In this guide, we’ll dive into the protein content of halibut, compare it with other fish, and explore why it’s a fantastic addition to your diet.

How Much Protein Is in Halibut Per Ounce?
Halibut is a lean fish that offers a significant amount of protein, making it ideal for those seeking high-protein, low-fat meal options.
On average, one ounce of halibut contains approximately 5-6 grams of protein. This number may vary slightly based on the preparation method, but halibut consistently ranks as a protein-rich choice.
Why Is Protein Important?
Protein is an essential nutrient that plays a critical role in:
- Building and repairing tissues: Especially muscles, skin, and internal organs.
- Supporting immune function: Helping the body defend against illness.
- Producing enzymes and hormones: Necessary for proper bodily functions.
With its high protein content, halibut is a perfect addition to meals for athletes, fitness enthusiasts, or anyone looking to maintain a balanced diet.
Halibut vs. Other Protein Sources
1. Halibut vs. Salmon
- Halibut: 5-6 grams of protein per ounce, leaner with fewer calories.
- Salmon: 5 grams of protein per ounce, but with higher fat content due to omega-3s.

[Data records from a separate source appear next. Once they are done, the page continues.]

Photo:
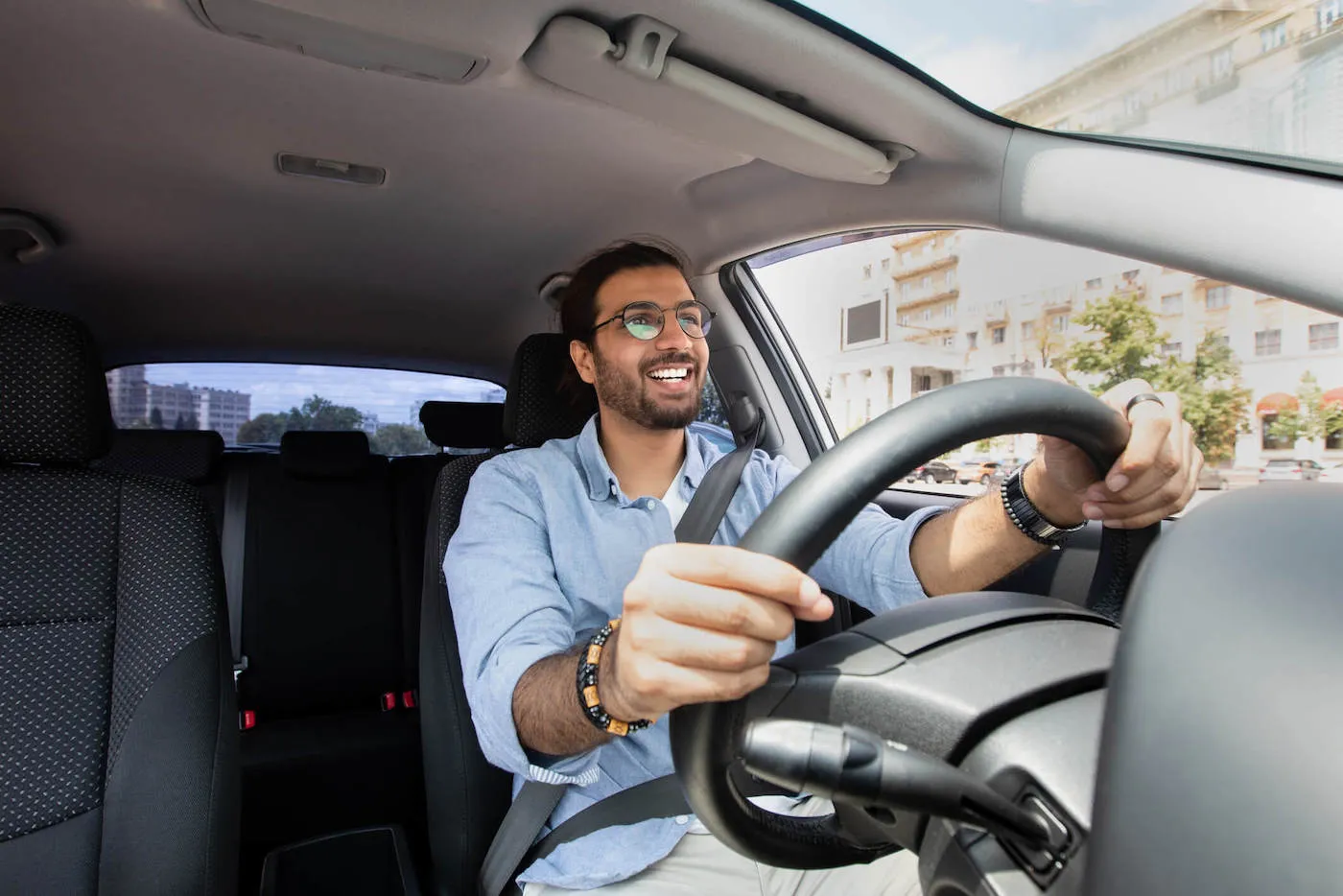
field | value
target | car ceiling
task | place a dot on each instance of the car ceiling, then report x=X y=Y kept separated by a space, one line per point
x=147 y=143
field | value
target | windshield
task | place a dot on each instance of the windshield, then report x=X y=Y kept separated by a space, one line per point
x=1261 y=76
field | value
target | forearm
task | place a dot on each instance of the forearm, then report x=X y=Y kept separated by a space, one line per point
x=977 y=544
x=547 y=712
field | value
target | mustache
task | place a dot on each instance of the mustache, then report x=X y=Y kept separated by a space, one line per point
x=685 y=359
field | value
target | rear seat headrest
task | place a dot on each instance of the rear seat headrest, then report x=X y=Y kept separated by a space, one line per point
x=463 y=423
x=534 y=410
x=190 y=456
x=53 y=392
x=324 y=456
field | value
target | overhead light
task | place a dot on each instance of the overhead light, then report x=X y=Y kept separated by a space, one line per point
x=331 y=170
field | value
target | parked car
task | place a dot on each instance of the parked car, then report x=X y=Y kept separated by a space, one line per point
x=1213 y=479
x=979 y=472
x=932 y=472
x=1291 y=470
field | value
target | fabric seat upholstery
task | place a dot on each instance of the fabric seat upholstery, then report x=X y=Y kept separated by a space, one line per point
x=466 y=795
x=118 y=737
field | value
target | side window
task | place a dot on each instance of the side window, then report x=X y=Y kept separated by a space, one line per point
x=1261 y=378
x=257 y=403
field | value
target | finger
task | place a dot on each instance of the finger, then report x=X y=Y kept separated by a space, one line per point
x=735 y=569
x=692 y=647
x=724 y=610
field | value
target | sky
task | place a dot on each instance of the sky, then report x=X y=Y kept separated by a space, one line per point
x=994 y=51
x=278 y=387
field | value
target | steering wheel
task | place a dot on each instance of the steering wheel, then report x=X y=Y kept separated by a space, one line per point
x=799 y=524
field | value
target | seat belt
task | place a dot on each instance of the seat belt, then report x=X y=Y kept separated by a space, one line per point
x=232 y=543
x=513 y=849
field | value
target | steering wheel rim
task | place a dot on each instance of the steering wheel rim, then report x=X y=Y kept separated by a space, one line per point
x=798 y=527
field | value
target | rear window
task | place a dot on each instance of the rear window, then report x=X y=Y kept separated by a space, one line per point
x=257 y=403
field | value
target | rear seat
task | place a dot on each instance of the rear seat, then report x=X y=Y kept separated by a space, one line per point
x=333 y=556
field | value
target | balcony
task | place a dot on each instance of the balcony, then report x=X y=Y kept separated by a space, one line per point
x=920 y=269
x=1313 y=42
x=924 y=298
x=1218 y=87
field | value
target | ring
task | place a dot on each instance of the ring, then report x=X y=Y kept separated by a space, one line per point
x=1139 y=399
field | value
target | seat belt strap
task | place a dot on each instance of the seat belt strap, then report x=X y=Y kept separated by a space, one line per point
x=232 y=547
x=512 y=851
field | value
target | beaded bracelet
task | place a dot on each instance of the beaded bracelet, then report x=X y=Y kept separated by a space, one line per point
x=588 y=700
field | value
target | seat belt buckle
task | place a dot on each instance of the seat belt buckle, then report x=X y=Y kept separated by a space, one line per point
x=241 y=667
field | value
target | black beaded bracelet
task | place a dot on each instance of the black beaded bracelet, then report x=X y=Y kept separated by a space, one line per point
x=588 y=698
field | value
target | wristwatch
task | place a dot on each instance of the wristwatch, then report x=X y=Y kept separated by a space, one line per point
x=1027 y=517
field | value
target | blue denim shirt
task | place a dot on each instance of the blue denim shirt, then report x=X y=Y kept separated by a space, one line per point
x=544 y=550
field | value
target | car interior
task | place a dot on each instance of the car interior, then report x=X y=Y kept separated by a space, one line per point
x=389 y=187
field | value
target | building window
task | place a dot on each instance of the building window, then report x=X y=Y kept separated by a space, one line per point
x=1273 y=36
x=1325 y=336
x=1327 y=12
x=862 y=322
x=1268 y=342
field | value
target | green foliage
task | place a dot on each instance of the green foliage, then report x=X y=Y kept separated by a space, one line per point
x=399 y=438
x=1214 y=400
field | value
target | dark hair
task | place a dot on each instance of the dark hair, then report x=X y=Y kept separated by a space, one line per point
x=577 y=299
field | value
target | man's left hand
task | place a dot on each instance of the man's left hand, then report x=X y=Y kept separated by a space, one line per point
x=1154 y=479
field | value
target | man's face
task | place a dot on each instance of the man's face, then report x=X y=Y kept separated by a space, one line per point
x=638 y=379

2. Halibut vs. Chicken Breast
- Halibut: Offers comparable protein with the added benefit of omega-3 fatty acids.
- Chicken Breast: About 8 grams of protein per ounce but lacks the micronutrients found in halibut.
3. Halibut vs. Tuna
- Halibut: A milder flavor with a similar protein profile.

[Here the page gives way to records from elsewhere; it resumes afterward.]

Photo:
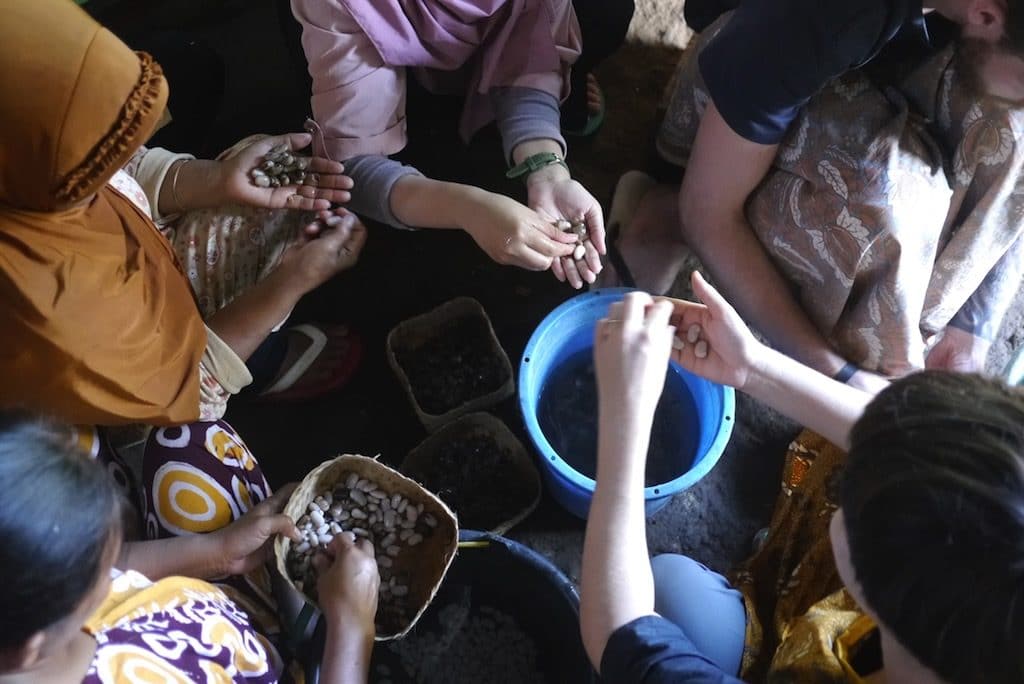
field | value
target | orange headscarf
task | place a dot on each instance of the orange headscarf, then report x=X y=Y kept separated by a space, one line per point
x=97 y=323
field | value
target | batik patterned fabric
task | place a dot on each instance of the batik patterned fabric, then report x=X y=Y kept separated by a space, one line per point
x=886 y=207
x=176 y=630
x=226 y=250
x=200 y=477
x=223 y=251
x=798 y=610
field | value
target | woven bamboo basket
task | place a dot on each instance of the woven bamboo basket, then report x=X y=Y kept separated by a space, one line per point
x=415 y=332
x=425 y=564
x=419 y=460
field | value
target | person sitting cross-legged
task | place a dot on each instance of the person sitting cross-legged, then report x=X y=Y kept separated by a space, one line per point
x=926 y=537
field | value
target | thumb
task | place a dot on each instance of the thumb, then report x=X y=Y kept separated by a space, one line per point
x=709 y=295
x=295 y=141
x=279 y=524
x=335 y=237
x=595 y=224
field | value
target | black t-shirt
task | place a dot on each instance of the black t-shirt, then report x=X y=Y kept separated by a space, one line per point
x=773 y=55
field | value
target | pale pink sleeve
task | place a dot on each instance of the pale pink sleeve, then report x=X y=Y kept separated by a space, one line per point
x=358 y=101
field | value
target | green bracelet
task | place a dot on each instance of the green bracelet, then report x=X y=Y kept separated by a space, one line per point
x=535 y=163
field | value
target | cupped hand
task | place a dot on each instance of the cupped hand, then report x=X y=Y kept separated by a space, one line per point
x=562 y=198
x=513 y=233
x=326 y=183
x=330 y=244
x=631 y=355
x=958 y=350
x=731 y=348
x=247 y=543
x=347 y=583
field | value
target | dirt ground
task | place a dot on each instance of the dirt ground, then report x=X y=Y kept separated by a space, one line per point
x=406 y=273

- Tuna: Higher in protein, at around 7 grams per ounce, but often less versatile.
How to Incorporate Halibut into a High-Protein Diet
Looking to add more halibut to your meals? Here are some ideas:
- Grilled Halibut: Serve with steamed vegetables for a low-carb, high-protein meal.
- Halibut Tacos: Use halibut as a filling, paired with avocado and fresh lime.
- Halibut Stew: Combine halibut with hearty vegetables for a protein-packed soup.
The Nutritional Benefits of Halibut Beyond Protein
While its protein content is impressive, halibut also provides:
- Omega-3 fatty acids: For heart health and cognitive function.
- Selenium: An antioxidant that supports immune health.
- Vitamin D: Essential for bone health.
Conclusion
Halibut is a versatile, protein-rich fish that fits perfectly into a variety of diets. With 5-6 grams of protein per ounce and a host of other nutritional benefits, it’s no wonder halibut is a favorite among health-conscious eaters.